The results of the study highlight the need to study interactions between mitochondrial and nuclear DNA in more detail. However, the researchers caution that the effects of discordance they observed were detected in cell lines derived from human tissues, so it is unclear to what extent these effects may be present in human tissues themselves. In the future, they plan to investigate this question and also to explore the effects of discordance on other aspects of mitochondrial function and on other complex traits such as the rate of heart disease.
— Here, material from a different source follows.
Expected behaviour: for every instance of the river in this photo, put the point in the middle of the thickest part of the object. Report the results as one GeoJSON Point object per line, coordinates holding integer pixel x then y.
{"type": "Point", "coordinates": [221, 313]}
“To be clear, our study does not suggest that having a particular combination of mitochondrial and nuclear genes would provide an advantage or a disadvantage,” said Makova. “But it does tell us that we should keep investigating these differences in geographic origin between these two groups of genes. This kind of information will be particularly useful in medical procedures such as mitochondrial replacement therapy, where patients with damaged mitochondria receive mitochondria from a donor. It’s possible that matching the origins of the mitochondrial donor with the patient could improve the effectiveness of these procedures, but future work is needed to know for sure.”
This study is funded in part by the Penn State Center of Human Evolution and Diversity, the National Institutes of Health, and the Pennsylvania Department of Health using Tobacco CURE funds. Additional support was provided by the Penn State Eberly College of Science, the Penn State Huck Institutes of the Life Sciences, and the Penn State Institute for Cyberscience.